Book Review: Canada by Richard Ford

CanadaCanada by Richard Ford My rating: 5 of 5 stars

I feel honored when a book teaches me something new about reading, when a writer has the confidence in his story to pull no punches with his writing, trusting in the reader’s intelligence to absorb a story without telling her what she should feel.

What Richard Ford teaches me with the exquisite Canada is patience. He teaches me to pull back, hold on, allow the plot to reel out while keeping a closer eye on the characters and their actions and reactions. What he offers in return for my patience is writing that makes me nearly weep with envy: clean yet evocative, each detail chosen to express character and place without eclipsing the reader's imagination.

The narrator, Dell Parsons, looks back across five decades to 1960, the year his mother and father robbed a bank in a small town in the plains of eastern Montana. From Dell's tone - sometimes tender, sometimes ironic but always mild and thoughtful - you are fairly certain he turns out okay, despite the crises he endured during his formative years. These crises take a while to unfold. Ford introduces the bank robbery in the novel's opening line, but maintains a brilliant balance between tension and torpidity by circling around the incident for more than one hundred pages.

In the interim he builds the portrait of a family who misses the mark of the American Dream. Bev Parsons, a husband with a handsome head in the clouds, leaves the Air Force and settles his wandering family in Great Falls, believing his charisma will lead to easy success, free from the structured demands of the military. He is mis-matched physically and intellectually with Neeva, his diminutive wife who rarely looks up from the drudgery of her life lest she be forced to acknowledge her disappointments. Their offspring - an awkward daughter saddled with an ugly face and the unfortunate name of Berner, and her younger-by-six-minutes twin, Dell, blessed with his father’s looks and an accommodating spirit – are raised with love, if not much stability.

Dell looks back at the decisions his parents made, at the moments when they approached the cliff and could have turned around, without judgment or bitterness. This is remarkable, because their foolishness upended his life; the bank robbery is only the beginning of a free fall that ends in murder, suicide and the dissolution of his family.

At the end of his life as he knows it, Dell sets out on a melancholy Odyssey from adolescence to adulthood.
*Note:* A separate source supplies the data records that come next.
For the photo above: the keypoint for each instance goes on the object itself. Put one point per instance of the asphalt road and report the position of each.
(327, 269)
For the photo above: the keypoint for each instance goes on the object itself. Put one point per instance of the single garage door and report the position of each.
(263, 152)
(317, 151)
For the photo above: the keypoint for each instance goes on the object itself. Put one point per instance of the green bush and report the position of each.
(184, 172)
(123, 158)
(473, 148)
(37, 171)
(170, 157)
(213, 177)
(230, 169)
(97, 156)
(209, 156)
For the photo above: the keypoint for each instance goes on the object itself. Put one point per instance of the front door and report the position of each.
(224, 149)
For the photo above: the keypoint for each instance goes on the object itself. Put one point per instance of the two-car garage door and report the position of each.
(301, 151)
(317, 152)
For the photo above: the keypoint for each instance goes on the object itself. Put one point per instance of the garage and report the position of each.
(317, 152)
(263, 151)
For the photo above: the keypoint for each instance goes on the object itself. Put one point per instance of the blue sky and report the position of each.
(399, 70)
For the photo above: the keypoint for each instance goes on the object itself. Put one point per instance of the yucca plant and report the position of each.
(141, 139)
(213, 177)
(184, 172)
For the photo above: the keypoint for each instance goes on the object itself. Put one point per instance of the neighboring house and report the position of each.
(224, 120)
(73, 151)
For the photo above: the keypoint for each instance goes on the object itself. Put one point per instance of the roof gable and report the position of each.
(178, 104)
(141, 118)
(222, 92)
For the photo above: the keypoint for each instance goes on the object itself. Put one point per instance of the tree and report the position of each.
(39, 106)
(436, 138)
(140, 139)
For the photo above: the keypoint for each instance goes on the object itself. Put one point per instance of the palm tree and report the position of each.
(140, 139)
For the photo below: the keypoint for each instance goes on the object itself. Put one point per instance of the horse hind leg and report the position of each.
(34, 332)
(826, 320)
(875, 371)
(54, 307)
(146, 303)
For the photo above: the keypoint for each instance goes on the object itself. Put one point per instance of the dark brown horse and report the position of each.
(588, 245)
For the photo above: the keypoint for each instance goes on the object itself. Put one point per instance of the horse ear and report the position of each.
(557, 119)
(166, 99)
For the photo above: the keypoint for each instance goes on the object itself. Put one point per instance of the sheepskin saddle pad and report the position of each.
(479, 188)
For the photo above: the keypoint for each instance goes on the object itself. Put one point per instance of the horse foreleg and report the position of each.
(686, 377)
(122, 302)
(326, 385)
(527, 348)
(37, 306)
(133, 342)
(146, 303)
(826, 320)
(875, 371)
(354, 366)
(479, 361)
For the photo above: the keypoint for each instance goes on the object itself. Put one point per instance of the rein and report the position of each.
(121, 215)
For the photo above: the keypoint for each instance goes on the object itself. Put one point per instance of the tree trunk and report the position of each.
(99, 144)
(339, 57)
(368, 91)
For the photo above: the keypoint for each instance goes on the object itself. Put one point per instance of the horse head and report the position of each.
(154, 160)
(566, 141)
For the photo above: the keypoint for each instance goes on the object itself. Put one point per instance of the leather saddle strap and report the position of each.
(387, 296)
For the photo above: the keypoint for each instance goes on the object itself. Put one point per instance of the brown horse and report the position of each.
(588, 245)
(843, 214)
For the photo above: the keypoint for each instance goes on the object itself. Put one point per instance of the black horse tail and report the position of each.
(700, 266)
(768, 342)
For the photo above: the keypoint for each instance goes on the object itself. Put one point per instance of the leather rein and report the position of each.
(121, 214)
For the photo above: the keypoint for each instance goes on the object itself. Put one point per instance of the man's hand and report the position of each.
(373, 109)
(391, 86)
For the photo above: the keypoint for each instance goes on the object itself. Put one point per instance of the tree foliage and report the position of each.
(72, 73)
His internal journey first parallels a literal one as he moves from Great Falls to Partreau, Saskatchewan, a near-ghost town in the desolate prairies of central Canada. And from there his story continues as he fends for himself in a small world of cast-off adults.

Canada's story is created by a landscape of reflection and resolution, of lives that turn on a dime, where the border between possibility and no turning back can be crossed only once, but consequences follow forever.

Ford’s deliberative style is like a skilled horse rider’s loose hold on the reins – he doesn’t need to make the obvious moves to steer the horse – it takes only a slight movement of thigh or heel to communicate his desires. Equally, Ford communicates soul-shifting menace through the subtle nature of his characters and his setting- what he leaves out speaks to the power of what remains.